Recordings were carried out using a headset and lapel microphone and an eight-channel microphone array. Despite the title (AV) no video data is provided. Speaker locations are fixed and can be derived from [1].

Languages and dialects

(Mostly) UK English.

Narrative Description

The MC-WSJ-AV corpus offers researchers an intermediate task between simple digit recognition and large vocabulary conversational speech recognition. It consists of sentences read from the Wall Street Journal (WSJ) taken from the test set of the WSJCAM0 database.

A total of about 45 speakers, male and female, are recorded in three different scenarios, these are:

single (stationary) speaker
two (stationary) overlapping speakers
single moving speaker

The speakers are recorded using a headset and lapel microphone and an eight-channel microphone array, reading WSJ from prompts.
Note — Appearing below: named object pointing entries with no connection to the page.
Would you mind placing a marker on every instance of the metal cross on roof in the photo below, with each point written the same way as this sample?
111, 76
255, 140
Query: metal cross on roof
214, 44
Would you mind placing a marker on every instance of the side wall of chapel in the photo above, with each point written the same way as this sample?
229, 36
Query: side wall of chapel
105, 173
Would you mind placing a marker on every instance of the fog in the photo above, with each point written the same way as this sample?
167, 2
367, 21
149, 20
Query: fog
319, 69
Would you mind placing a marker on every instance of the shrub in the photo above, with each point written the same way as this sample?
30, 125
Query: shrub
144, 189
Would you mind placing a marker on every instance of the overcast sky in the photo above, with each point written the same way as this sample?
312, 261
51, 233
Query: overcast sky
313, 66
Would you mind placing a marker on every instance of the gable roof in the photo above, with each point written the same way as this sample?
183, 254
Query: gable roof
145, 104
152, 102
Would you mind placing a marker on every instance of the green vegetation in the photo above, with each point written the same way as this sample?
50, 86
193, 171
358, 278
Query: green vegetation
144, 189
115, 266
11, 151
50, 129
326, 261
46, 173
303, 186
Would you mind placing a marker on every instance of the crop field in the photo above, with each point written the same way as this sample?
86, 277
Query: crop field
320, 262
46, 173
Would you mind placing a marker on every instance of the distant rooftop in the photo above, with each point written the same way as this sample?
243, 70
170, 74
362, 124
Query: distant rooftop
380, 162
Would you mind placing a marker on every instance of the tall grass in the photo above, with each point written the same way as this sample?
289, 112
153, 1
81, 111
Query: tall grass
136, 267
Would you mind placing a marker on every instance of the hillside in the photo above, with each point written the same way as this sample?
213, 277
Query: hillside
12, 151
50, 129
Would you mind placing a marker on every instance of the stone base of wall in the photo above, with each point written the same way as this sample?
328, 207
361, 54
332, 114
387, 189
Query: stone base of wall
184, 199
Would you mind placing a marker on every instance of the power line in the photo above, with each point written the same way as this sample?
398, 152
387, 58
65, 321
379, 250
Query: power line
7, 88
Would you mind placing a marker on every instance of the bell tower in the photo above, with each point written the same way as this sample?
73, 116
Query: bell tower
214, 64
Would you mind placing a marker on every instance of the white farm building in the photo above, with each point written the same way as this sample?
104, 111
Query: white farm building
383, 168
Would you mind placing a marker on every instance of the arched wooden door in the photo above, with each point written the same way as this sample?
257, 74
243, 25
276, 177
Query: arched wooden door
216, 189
In the single speaker scenario participants are asked to read from 6 fixed positions, in the overlapping scenario speaker get assigned a fixed position for the entire recording, and for the moving scenario speakers move from one position to the next while reading.

15 participants were recorded for the single scenario, 9 pairs for the overlapping scenario and 9 for the moving scenario. Each read about 90 sentences which are available for speech separation and recognition experiments.

Task	Applications	Comments
Single speaker	Distant (automatic) speech recognition
Overlapping speakers	Speaker localisation, speech separation and distant (automatic) speech recognition
Moving speaker	Speaker localisation, speech separation and distant (automatic) speech recognition

Each speaker (pair) read WSJ sentences (WSJCAM0) from script, i.e.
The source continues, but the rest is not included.